Là je vous avoue que c’est assez obscur : je ne me rappelle plus bien comment on s’est dépêtrées de tout ça, mais je crois que d’autres personnes sont arrivées à ce moment-là, pour éloigner mon agresseur et faire en sorte que je reprenne un peu mes esprits.

Pendant ce temps, mon amie d’enfance avait appelé les pompiers puis la police, pendant que mon autre copine racontait aux badauds ce qu’il s’était passé, afin qu’on ait le plus de témoins possible.

À lire aussi : Un harceleur, une pré-adolescente, et mon courage à deux mains

Les secours et les forces de l’ordre (j’ai l’impression d’être dans Enquête Exclusive quand je dis ça) sont arrivés étonnement vite : je crois que cinq minutes après m’être relevée, ils étaient déjà tous là.

Je finissais donc cette soirée en jonglant entre ma déposition aux flics et l’attention que je portais aux pompiers qui m’examinaient, vu que je saignais quand même beaucoup.

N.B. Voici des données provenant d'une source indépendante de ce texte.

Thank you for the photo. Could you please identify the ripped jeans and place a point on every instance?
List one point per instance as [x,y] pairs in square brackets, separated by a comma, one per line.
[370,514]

Récit d’un con qui reste sur les lieux de l’agression

Juste avant d’embarquer dans le camion des pompiers direction les urgences pour me faire mieux ausculter (notamment au niveau des dents), les policiers m’ont évidemment demandé si je pouvais leur faire un descriptif de mon assaillant, vu que je souhaitais déposer plainte.

À lire aussi : Agression sexuelle et dépôt de plainte : les conseils d’un policier

Mieux qu’un portrait de cette andouille, je n’ai eu qu’à le pointer du doigt en disant « C’est lui », puisque ce con était tout simplement posé sur un rebord de fenêtre à cinq mètres de moi, regardant la scène depuis son siège de fortune.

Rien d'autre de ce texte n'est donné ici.